A bunch of people have been holding a vigil in front of the hospital for days, and many more joined them to jump up and down in protest and the cops backed down ... for now.
A reminder of background:
My country routinely locks up refugees, illegally, in another very small island country, without charge, for years. They're kept in camps without adequate services - water, medical, shade, mosquito netting - where they're often raped by camp guards or other prisoners, or assaulted by the islanders who hate them. Journalists are not allowed in. The government last year deported some aid workers for supposedly leaking evidence of the bad conditions - which they hadn't. The government was also criticised by a commission of inquiry run by a bipartisan lawyer for keeping children in these conditions for years, at which point the respected public servant was personally denounced as a liar and a hack, without evidence. This was taken seriously by the press. Australia tows back refugee boats over open seas, safe or not; sometimes they force refugees onto small safety boats and drop them near Indonesia. We've also paid people smugglers to take refugees back to Indonesia, several times, illegally according to the UN. Government also was forced to allow a rape victim to get an abortion, and to fly to mainland Australia to do so, only to deport her back when she delayed immediately getting the procedure to get a counseling and so on. The minister lied that she had refused an abortion, which he knew to be untrue. He said she was playing the country for mugs, which he knew to be untrue.
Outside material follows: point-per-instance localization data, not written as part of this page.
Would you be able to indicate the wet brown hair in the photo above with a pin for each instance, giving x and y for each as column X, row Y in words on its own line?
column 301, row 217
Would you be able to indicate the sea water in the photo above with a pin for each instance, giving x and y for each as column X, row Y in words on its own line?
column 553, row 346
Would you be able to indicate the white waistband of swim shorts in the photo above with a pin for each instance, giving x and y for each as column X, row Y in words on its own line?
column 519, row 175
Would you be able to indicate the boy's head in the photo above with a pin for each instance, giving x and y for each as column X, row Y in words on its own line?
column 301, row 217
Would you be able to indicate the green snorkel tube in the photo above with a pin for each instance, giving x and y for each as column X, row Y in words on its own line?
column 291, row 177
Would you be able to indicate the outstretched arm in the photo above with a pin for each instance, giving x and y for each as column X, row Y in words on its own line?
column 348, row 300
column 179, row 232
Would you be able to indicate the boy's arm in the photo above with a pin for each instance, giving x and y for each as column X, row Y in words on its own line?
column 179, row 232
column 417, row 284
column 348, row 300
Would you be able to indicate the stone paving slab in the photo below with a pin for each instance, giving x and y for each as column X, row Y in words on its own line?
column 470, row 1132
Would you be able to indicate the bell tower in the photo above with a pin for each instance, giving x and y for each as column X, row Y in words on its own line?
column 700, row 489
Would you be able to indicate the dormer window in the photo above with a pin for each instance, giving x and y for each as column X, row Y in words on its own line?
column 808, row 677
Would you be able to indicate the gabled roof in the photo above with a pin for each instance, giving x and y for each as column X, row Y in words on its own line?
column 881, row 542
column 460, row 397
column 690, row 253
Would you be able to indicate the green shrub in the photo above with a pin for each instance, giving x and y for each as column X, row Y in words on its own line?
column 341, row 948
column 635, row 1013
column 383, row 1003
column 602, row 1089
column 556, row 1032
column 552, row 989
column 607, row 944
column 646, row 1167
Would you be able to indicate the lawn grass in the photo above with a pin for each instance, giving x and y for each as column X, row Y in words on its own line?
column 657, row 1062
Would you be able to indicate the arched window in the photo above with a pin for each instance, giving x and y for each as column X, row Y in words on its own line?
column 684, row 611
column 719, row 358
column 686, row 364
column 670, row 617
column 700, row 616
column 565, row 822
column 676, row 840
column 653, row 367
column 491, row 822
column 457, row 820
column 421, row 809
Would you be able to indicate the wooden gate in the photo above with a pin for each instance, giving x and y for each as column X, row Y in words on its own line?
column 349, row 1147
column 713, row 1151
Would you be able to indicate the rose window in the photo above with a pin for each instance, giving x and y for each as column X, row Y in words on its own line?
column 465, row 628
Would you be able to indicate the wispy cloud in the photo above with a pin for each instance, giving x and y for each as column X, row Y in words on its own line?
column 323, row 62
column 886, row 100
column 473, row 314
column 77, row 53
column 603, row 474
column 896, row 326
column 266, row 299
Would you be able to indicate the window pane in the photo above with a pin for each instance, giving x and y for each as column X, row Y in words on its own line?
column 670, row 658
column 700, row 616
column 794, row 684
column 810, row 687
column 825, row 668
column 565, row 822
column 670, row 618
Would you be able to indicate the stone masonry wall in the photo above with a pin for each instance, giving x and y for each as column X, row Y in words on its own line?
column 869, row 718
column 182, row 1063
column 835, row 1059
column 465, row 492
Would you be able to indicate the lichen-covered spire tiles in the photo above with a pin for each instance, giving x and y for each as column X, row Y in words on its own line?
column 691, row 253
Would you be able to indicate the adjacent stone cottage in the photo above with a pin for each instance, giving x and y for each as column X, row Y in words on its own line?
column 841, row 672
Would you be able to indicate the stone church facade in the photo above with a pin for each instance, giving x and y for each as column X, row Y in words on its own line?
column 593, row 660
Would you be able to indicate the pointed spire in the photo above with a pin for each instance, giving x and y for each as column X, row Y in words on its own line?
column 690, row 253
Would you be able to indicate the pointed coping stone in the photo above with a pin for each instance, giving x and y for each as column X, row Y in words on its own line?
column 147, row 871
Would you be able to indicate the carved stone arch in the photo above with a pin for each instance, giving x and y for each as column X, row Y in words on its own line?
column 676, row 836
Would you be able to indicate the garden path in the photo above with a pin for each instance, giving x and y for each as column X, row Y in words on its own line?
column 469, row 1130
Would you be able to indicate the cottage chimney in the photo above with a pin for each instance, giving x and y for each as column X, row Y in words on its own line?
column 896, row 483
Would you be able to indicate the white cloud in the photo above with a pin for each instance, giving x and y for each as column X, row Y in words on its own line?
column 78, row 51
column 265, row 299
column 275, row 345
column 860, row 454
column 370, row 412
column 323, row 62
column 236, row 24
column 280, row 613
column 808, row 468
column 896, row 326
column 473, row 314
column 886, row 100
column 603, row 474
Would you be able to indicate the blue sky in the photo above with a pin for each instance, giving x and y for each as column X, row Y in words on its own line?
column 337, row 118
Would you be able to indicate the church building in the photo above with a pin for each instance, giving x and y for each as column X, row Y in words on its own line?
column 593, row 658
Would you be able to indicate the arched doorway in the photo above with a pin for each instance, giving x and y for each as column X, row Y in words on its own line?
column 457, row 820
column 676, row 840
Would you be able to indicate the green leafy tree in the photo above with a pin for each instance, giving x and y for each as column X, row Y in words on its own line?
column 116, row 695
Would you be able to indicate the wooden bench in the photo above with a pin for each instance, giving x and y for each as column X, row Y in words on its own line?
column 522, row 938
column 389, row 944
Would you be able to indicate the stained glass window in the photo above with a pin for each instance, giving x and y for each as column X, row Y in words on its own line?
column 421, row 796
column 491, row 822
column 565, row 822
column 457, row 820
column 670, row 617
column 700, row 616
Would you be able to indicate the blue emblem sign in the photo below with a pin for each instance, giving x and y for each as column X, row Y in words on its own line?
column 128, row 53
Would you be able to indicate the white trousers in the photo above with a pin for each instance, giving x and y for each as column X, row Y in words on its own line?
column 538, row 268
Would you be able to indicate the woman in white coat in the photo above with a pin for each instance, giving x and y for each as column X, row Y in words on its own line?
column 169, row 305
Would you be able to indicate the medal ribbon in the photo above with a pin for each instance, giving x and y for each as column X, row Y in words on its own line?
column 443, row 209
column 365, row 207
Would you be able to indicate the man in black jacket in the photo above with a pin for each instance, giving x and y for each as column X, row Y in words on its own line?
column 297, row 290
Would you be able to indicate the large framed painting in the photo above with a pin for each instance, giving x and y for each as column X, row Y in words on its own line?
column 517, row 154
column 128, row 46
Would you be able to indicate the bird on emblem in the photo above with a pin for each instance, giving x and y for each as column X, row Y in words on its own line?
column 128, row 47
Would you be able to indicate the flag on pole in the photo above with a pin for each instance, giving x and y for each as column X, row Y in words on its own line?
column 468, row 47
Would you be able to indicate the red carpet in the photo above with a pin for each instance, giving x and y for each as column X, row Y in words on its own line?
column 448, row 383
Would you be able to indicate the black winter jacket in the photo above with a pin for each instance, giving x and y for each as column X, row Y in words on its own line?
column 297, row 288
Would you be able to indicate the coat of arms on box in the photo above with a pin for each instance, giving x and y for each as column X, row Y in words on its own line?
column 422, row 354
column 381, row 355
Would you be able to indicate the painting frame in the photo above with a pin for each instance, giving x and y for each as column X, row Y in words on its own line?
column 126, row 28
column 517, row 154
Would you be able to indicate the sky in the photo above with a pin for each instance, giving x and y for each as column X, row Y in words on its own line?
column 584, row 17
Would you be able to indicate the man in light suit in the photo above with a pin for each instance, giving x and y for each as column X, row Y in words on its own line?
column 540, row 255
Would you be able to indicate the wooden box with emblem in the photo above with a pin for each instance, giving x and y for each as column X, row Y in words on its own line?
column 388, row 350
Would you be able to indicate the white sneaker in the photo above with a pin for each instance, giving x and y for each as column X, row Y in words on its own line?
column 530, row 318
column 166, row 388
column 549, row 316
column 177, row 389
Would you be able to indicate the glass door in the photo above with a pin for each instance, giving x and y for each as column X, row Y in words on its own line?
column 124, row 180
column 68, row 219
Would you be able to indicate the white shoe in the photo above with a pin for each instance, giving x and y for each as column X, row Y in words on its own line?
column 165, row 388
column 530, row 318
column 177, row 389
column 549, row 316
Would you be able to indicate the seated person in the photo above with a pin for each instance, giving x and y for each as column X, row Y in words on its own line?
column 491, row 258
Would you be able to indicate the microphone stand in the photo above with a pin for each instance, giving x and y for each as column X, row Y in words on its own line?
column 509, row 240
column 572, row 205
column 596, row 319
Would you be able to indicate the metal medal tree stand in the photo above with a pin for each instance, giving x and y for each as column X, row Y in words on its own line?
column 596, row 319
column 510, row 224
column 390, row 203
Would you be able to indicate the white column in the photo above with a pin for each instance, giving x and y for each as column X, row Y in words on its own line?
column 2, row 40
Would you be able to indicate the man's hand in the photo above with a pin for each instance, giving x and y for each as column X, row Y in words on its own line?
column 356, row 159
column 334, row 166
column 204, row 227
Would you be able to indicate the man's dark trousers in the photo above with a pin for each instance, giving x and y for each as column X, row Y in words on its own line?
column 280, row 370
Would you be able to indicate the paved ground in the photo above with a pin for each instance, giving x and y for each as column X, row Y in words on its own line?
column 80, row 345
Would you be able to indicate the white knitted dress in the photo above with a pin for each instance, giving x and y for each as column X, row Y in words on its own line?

A previous minister, after his concentration camp was stormed by angry locals, including the local police, leading to the death of one refugee and the injury of several others, said it was the refugees fault for going outside the wire, which he knew they hadn't. He tried to stymie attempts to prosecute some offenders, intimidating some witnesses into not testifying. That's the community - a few thousand strong and quite poor - that refugees are expected to all be resettled in; Australia has totally abrogated its responsibility to assist any of these refugees. The former minister was recently promoted.